Udzielałam się już kiedyś na którymś z wątków, ale postanowiłam jednak założyć kocisku osobny wątek - bo ciągle coś się dzieje...

Krótko o kici:
Hera jest niespełna 10cio miesięczną kotką norweską leśną. Urodziła się w hodowli i po 3,5 miesiącach życia trafiła do nas. Zaszczepiona, nauczona korzystania z drapaka i kuwety, jedząca same pyszności, z wyprawką. Jak to na porządną hodowlę przystało.
Od pierwsze dnia pobytu u nas nie chciała jeść suchej karmy mimo, iż z hodowli dostaliśmy wszystkie rodzaje, jakie tam jadła. Był bunt, nie będzie jadła i koniec. Od tej pory dosypujemy jej suche do mokrej karmy, ale najczęściej kończy się to wyjadaniem mokrego lub niejedzeniem wcale...
Po ok. 3 tygodniach pobytu u nas, kiedy już się zaaklimatyzowała i jednocześnie nie wydarzyły się żadne zmiany, załatwiła się nam na kołdrę. Pierwszy raz, drugi, trzeci... Tak było przez tydzień. W końcu, za radą hodowcy, udaliśmy się do veta z próbką moczu. Tam znaleziono najpierw szczawiany wapnia i dostała RC Urinary HD. Po trzech tygodniach i następnym badaniu wykryto fosforany (z jednych kryształów przeszła w drugie

W międzyczasie miała jeszcze zapalenie spojówki i dostała krople Tobradex.
Niestety problem sikania poza kuwetą się nie skończył. Łóżko zostało kilkukrotnie zalane, do tego doszła kanapa, a na koniec Hera zaczęła robić do brodzika. Sypialnia została zamknięta. Kot wył na balkonie całymi dniami, stwierdziliśmy więc permanentną rujkę. Dostała zastrzyk wyciszający i 19. sierpnia przeszła sterylizację. Niestety po 4 dniach od zabiegu musiała przejść ponowną operację, ponieważ wyszła przepuklina pooperacyjna

Od czasu tych zabiegów sypialnia była otwarta i kicia "siknęła" raz. Później nie było problemów. Aż do ostatniego weekendu, kiedy to znów ochrzciła nam kołdrę. W sobotę, w niedzielę, we wtorek... Dodam, że nigdy nie robi, kiedy ktoś jest w łóżku. Wyglądało to tak, że my przychodziliśmy z pracy, ona zjadła obiad i szła do sypialni załatwić się na łóżko

Zatem w ciągu dnia sypialnia znowu jest zamknięta i otwieramy ją tylko na noc, kiedy idziemy spać.
Dziś w nocy wstałam, bo kocisko nie dało mi spać, wchodzę do pokoju, a tam zlana kanapa. Myślałam, że ją pozbędę futra! Nawet sobie nie wyobrażacie, jak się zdenerwowałam. Z bezsilności przepłakałam pół nocy, bo ten kot naprawdę ma wszystko! - i tak nam się odwdzięcza.
W dodatku dziś, może z nerwów, może z innych przyczyn, miała mega biegunkę. Po prostu ciurkiem poleciało...

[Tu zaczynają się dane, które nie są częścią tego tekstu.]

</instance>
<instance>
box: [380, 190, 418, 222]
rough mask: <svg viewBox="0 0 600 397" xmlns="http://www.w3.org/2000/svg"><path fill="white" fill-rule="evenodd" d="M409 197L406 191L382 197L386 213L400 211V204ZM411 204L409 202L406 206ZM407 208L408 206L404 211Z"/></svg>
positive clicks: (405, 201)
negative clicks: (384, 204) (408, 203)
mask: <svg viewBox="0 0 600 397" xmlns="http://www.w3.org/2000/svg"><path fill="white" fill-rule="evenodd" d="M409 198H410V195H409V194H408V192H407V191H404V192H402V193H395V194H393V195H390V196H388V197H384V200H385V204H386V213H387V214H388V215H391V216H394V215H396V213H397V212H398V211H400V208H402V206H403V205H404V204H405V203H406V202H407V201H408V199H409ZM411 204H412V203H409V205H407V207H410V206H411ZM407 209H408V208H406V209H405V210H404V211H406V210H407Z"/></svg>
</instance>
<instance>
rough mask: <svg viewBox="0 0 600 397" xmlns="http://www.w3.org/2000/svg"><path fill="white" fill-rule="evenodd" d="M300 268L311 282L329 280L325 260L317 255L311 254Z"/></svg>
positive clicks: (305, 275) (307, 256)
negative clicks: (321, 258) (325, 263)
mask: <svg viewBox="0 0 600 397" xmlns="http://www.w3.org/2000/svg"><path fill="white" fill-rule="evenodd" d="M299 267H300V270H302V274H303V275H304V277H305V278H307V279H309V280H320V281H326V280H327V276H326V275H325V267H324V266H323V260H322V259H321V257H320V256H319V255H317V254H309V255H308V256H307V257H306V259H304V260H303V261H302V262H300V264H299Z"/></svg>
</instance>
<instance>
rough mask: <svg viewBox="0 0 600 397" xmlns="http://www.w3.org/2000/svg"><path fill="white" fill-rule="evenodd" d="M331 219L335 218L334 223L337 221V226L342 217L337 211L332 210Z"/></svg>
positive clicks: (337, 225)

Po południu jedziemy do veta. Zaaplikuje jej jakiś lek na biegunkę i jeśli uda nam się pobrać mocz - prześle go do badania.
Tylko że ja już naprawdę nie mam siły... Żadnych zmian nie ma, tak naprawdę stresujących sytuacji też nie. Jedzenie ma podtykane pod noc kiedy chce i jakie chce. Bo przecież kot jest mega wybredny i np. aktualnie przestała jeść Animondę. I tylko ona wie, dlaczego...
Poświęcamy jej mnóstwo czasu i przede wszystkim miłości...
Wymiękam. Rozumiem, gdyby był to kot po przejściach. Ale to jest zdrowa, śliczna kotka wzięta z hodowli jako maluch. Więc dlaczego leje?!
Dodam, że to nie jest posikiwanie, tylko normalne ilości wylewane na kołdrę/poduszkę/kanapę.
A już myślałam, że sterylizacja "wyleczy" ten problem

Vitopar już do mnie jedzie. Repelex coraz mniej na nią działa. Już nie wiem, co robić. Jak pomóc jej i sobie

To tak po krótce. Szczegółowo wszystko jest opisywane regularnie na blogu - adres w podpisie.
Ma ktoś podobne doświadczenia?! Co robić?